A 26ª Conferência do Clima das Nações Unidas, em Glasgow, no Reino Unido, começou neste domingo (31). O Brasil chega à reunião fazendo muito pouco para combater o desmatamento, principal fonte de emissão de gases do efeito estufa no país. Em 24 anos, a área destruída somente nas florestas públicas da Amazônia é maior que o Uruguai, segundo dados do Instituto de Pesquisa Ambiental da Amazônia (Ipam). As terras públicas da Amazônia são divididas em destinadas – unidades de conservação e terras indígenas, ou seja, áreas protegidas – e as chamadas não destinadas, áreas sem desígnio pelo poder público e que em nenhum momento integraram o patrimônio particular, mesmo que estejam irregularmente sob sua posse. Essas áreas não destinadas, menos protegidas, são justamente as mais visadas: é nelas que ocorrem 87% dos desmatamentos de terras públicas no bioma. As áreas não destinadas incluem florestas mapeadas por um cadastro nacional do Serviço Florestal Brasileiro e as chamadas “outras terras não destinadas”, que não foram mapeadas. O =igualdades desta semana faz um raio X do desmatamento na Amazônia.

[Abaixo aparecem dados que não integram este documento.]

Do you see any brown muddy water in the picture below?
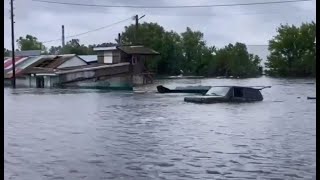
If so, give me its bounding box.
[4,77,316,180]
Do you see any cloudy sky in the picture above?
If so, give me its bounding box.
[4,0,316,48]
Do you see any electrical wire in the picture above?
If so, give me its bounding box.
[41,17,132,44]
[32,0,312,9]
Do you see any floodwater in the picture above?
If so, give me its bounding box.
[4,77,316,180]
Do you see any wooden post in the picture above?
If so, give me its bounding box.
[10,0,16,88]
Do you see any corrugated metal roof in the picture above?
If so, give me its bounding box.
[79,55,98,63]
[93,46,117,51]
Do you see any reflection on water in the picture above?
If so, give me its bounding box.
[4,78,316,180]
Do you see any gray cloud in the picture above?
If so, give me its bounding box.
[4,0,316,48]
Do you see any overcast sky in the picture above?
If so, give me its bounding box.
[4,0,316,48]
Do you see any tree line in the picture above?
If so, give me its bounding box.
[4,22,316,77]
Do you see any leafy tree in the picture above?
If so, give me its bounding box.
[17,34,46,51]
[4,48,11,57]
[266,22,316,76]
[208,43,262,77]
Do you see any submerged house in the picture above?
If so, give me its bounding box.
[5,46,159,89]
[4,54,87,88]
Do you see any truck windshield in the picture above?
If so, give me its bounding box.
[206,87,230,96]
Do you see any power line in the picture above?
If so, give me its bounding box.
[32,0,312,9]
[41,17,132,44]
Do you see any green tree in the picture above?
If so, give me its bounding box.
[208,43,262,77]
[4,48,11,57]
[266,22,316,76]
[17,34,46,51]
[60,39,91,55]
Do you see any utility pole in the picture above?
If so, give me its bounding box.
[10,0,16,88]
[118,33,121,46]
[135,15,146,44]
[134,15,139,44]
[62,25,65,47]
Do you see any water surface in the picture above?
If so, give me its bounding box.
[4,77,316,180]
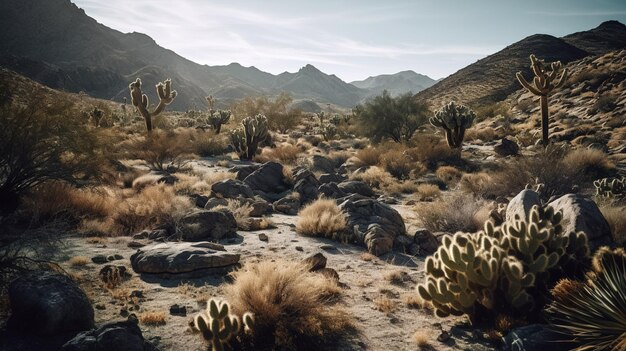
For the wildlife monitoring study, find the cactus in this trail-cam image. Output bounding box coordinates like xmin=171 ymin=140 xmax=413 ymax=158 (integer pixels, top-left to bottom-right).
xmin=593 ymin=177 xmax=626 ymax=199
xmin=417 ymin=205 xmax=589 ymax=322
xmin=429 ymin=101 xmax=476 ymax=149
xmin=515 ymin=55 xmax=567 ymax=146
xmin=209 ymin=110 xmax=231 ymax=134
xmin=193 ymin=299 xmax=254 ymax=351
xmin=128 ymin=78 xmax=176 ymax=132
xmin=230 ymin=115 xmax=269 ymax=160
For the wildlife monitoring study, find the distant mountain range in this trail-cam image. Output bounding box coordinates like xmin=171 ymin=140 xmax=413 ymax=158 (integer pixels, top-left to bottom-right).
xmin=416 ymin=21 xmax=626 ymax=108
xmin=0 ymin=0 xmax=432 ymax=110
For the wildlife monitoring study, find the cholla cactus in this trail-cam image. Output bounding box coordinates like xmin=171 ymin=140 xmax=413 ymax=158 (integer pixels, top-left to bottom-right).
xmin=593 ymin=177 xmax=626 ymax=199
xmin=417 ymin=205 xmax=589 ymax=321
xmin=209 ymin=110 xmax=231 ymax=134
xmin=230 ymin=115 xmax=269 ymax=160
xmin=429 ymin=101 xmax=476 ymax=149
xmin=128 ymin=78 xmax=176 ymax=132
xmin=193 ymin=299 xmax=254 ymax=351
xmin=515 ymin=55 xmax=567 ymax=146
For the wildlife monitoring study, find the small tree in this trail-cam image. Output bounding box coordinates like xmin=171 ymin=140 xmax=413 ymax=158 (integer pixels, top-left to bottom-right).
xmin=515 ymin=55 xmax=567 ymax=146
xmin=353 ymin=90 xmax=428 ymax=143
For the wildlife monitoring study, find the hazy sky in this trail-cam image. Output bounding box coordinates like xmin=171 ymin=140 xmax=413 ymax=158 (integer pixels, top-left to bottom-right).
xmin=72 ymin=0 xmax=626 ymax=81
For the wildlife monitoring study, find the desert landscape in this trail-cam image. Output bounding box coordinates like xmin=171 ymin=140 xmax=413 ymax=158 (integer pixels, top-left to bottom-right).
xmin=0 ymin=0 xmax=626 ymax=351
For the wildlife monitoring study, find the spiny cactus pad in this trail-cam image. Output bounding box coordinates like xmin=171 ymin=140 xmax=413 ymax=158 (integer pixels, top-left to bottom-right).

Dos 276,5 milhões de hectares de florestas públicas existentes na Amazônia, 21 milhões (8%) foram destruídos entre 1997 e 2020. A área desmatada em 24 anos é maior que o território do Uruguai, que tem 17,5 milhões de hectares. As florestas que cobrem as terras públicas estão sob responsabilidade da União e dos estados.

Desses 21 milhões de hectares de florestas públicas desmatadas, 87% ocorreram em áreas menos protegidas. As terras públicas não destinadas cobrem 29% da área total de terras públicas da Amazônia.

A pecuária ocupa 75% das áreas desmatadas das florestas públicas não destinadas. Entre 2006 e 2010, 596 mil hectares (73%) das florestas não destinadas eram pasto, já entre 2016 e 2020, essa área cresceu para 861 mil hectares (78%). Ou seja, mesmo após dez anos, a área desmatada aumentou cinco pontos percentuais. Segundo o Ipam, isso mostra que houve investimento econômico para permanência e conversão de novas áreas para a pecuária.

Cerca de 16 milhões de hectares de florestas públicas não destinadas são declarados como propriedade privada, pois estão registrados no Cadastro Nacional Rural (CAR). Isso equivale a 28% da área analisada. Segundo o estudo do Ipam, a existência de CAR sobrepostos a terras públicas é um indício forte de grilagem, que é o apossamento de terras com documentos falsos. Esse instrumento é bastante usado para viabilizar a utilização de terras públicas, entretanto o CAR serve para regularização ambiental e não fundiária.

Entre 1997 e 2020, o desmatamento de terras públicas da Amazônia emitiu 10,2 bilhões de toneladas de CO2. Isso corresponde a cinco anos de emissões de gases do efeito estufa no Brasil, que atingiram 2,16 bilhões de toneladas em 2020.

No ano em que a pandemia da Covid-19 fez o mundo parar, a emissão de gases diminuiu 6,7%. Mas o Brasil foi na contramão e aumentou 9,5% das emissões em relação ao ano anterior. O nível de emissões de CO2 em 2020 foi o maior desde 2006.

 

O principal fator para explicar o aumento da emissão de gases do efeito estufa, segundo o SEEG, é o desmatamento, em especial na Amazônia e no Cerrado. Em 2020, a mudança no uso da terra foi responsável por 46% das emissões de CO2 no país, seguida pela agropecuária, 27%, energia, 18%, processos industriais, 5%, e resíduos, 4%.